My Lords, could I put one point to the noble Lord? He said that there was going to be an inquiry by the Chief Inspector of Accidents. In a great national disaster such as this, is it right that the Chief Inspector of Accidents, worthy official as he is, who has many other railway accidents to investigate, should be the focal point of the investigation? Might such an investigation not take in broader aspects of railway policy than the immediate causes of this accident? Would the Minister consider, as has occurred in the case of great national air disasters, a wider tribunal, consisting of an independent Chairman assisted by two assessors, who could look at the accident both in particular and in the light of general railway policy?


My Lords, I am not a technical expert in this matter and I will certainly take into consideration the point which the noble Lord has raised.

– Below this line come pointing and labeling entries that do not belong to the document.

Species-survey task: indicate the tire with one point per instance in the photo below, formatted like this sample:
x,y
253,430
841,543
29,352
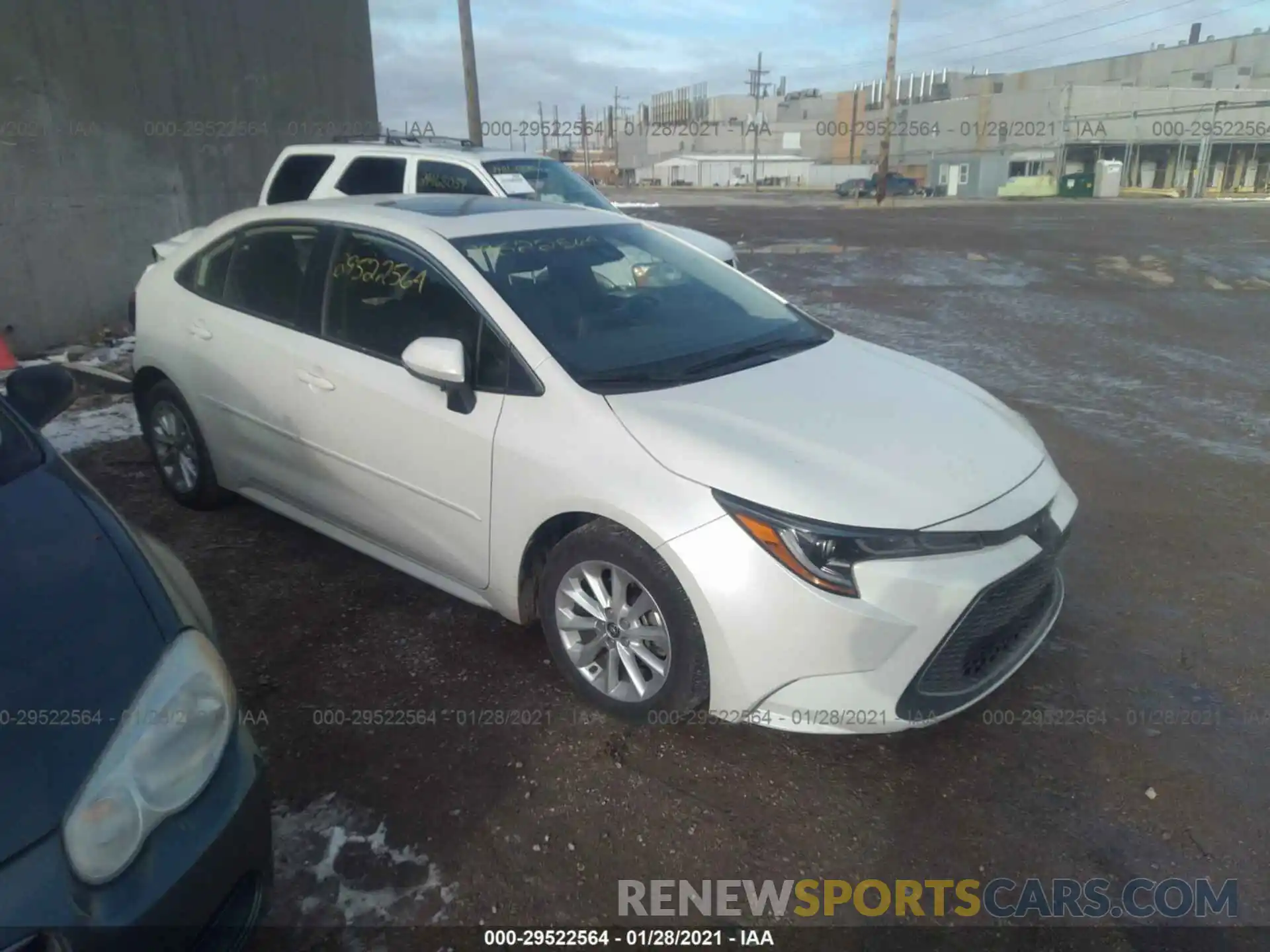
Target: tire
x,y
679,647
160,408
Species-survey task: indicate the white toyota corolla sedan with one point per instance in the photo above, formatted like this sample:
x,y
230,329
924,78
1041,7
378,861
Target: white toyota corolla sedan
x,y
710,500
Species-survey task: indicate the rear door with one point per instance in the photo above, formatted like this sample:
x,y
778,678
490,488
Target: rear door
x,y
389,460
247,335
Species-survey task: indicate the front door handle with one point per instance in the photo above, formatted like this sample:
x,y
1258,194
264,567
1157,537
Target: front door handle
x,y
314,381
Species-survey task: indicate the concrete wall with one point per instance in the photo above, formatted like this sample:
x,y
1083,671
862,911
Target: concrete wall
x,y
120,127
1169,66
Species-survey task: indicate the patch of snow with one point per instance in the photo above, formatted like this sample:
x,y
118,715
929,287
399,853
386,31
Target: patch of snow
x,y
77,429
333,866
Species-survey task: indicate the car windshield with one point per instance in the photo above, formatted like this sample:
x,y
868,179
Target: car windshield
x,y
626,307
18,454
552,182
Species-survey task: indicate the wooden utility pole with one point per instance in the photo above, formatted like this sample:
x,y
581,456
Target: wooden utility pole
x,y
884,159
618,171
757,89
465,37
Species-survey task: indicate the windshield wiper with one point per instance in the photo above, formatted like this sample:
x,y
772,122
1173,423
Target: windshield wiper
x,y
769,348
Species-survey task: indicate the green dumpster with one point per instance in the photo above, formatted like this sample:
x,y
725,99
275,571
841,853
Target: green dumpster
x,y
1076,186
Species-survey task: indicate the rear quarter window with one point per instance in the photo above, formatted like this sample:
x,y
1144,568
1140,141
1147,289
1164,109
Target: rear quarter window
x,y
374,175
205,273
298,177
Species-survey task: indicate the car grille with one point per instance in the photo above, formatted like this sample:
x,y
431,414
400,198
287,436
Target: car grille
x,y
988,636
999,627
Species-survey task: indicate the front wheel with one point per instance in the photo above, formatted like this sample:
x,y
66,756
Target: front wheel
x,y
620,626
178,450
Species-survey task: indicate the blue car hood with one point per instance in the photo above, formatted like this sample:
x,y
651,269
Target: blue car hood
x,y
77,643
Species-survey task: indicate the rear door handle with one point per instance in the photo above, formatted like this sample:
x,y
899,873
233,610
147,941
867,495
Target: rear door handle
x,y
314,381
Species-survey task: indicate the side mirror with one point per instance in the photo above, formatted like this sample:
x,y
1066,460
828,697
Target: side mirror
x,y
441,362
41,393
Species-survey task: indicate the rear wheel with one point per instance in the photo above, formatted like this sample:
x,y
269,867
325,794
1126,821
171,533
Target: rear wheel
x,y
620,626
178,450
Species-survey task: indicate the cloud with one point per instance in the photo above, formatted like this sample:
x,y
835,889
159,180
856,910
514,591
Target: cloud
x,y
568,54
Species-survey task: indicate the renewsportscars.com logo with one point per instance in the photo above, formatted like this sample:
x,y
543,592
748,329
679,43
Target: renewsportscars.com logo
x,y
1000,898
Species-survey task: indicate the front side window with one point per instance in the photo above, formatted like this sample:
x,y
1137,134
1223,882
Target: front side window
x,y
382,296
18,452
447,178
374,175
625,307
552,182
267,270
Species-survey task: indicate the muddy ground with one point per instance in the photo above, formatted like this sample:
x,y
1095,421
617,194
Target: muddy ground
x,y
1136,337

I must say, from experience of past accidents, that usually there has been universal approval for the manner in which the Chief Inspector has carried out his difficult task. I know that he commands the utmost respect in all walks in the country. I will also bring the point made by the noble Lord, Lord Rea, to the attention of my right honourable friend.


My Lords, may I add that I think that this is a general point and not one with reference only to a particular street or to one disaster?